産業用マルチロータードローン「YMR-08AP」に装着された粒剤散布装置から落下する黒い小さな粒。これはツヤの良さと白さで人気の静岡県産特A米「きぬむすめ」の種もみです。5月下旬、静岡県浜松市の加茂農園の水田で、ドローンによる種もみの散布が行われました。
水稲直播は、苗を植えるのではなく、直接種もみを水田に撒いて、田んぼの中で発芽を促す稲作の手法です。一般的な稲作と比べて労働負荷の軽減や作期の分散といったメリットがあり、農水省も働き手の減少や高齢化対策の一つとしてその拡大を推進しています。ちなみに種が黒いのは、種もみの安定した着床や鳥害から守ることを目的に、酸化鉄を原料とする黒鉄をコーティングしているからです。

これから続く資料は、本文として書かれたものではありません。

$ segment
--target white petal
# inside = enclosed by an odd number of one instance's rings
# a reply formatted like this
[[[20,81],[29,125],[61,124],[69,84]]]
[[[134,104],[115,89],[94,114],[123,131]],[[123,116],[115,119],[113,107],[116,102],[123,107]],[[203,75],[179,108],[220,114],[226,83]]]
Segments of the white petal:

「ドローンを使った水稲直播を導入しようと考えたのは、この田んぼの一部に田植え機が入れない深い部分があるからです」と、同農園の加茂文俊さん。「直播だけでなく、これから除草剤の散布などでもドローンを使うことになるので、それらを自分たち家族で完結していくために自動散布(オートパイロット)機能の付いたモデルを購入した」そうです。その言葉通り、この日は産業用マルチローターの技能認定証をもつ次女の裕津季さんが離着陸の操作を担当しました。

「YMR-08AP」に搭載されたオートパイロットは、あらかじめ設定したルートを忠実に飛行する自動の機能です。安全への配慮のため離着陸はマニュアル操作が必要ですが、スタートする位置からオートパイロットスイッチをONにすると、その後、オペレーターはモニターで監視するだけでムラのない高精度な散布が可能です。
水稲直播による稲作は、手間やコストのかかる育苗等のプロセスを省略できることから、従来の米づくりと比較しておよそ2割の経費と4割の労働力が削減できると期待されています。その一方でまだ課題もあり、出芽や苗立ちを安定させて品質の良い米をつくるためには、高い栽培技術や基肥・追肥に関する知識も必要とされています。

ヤマハ発動機株式会社では3年前からドローンを使った種もみ散布の実証実験を繰り返し、さまざまなデータを取得しながらその実用化を目指してきました。そうした積み重ねの中で、同農園のように機体を購入した生産者の皆さんによる水稲直播栽培が始まっています。
「機体の監視はタブレットで行います。農作業を手伝っても手が汚れることもないので、私たち若い世代にも親しみやすい」と裕津季さん。普段はJAに勤務しながら、休日には家業を手伝っているそうです。

ヤマハ産業用オートパイロットマルチローター
https://www.yamaha-motor.co.jp/ums/multi_ap/

農業の分野での活躍が著しいドローン。高齢化が進む中でドローンが人々の暮らしに寄り添って発展しているのがわかりますね。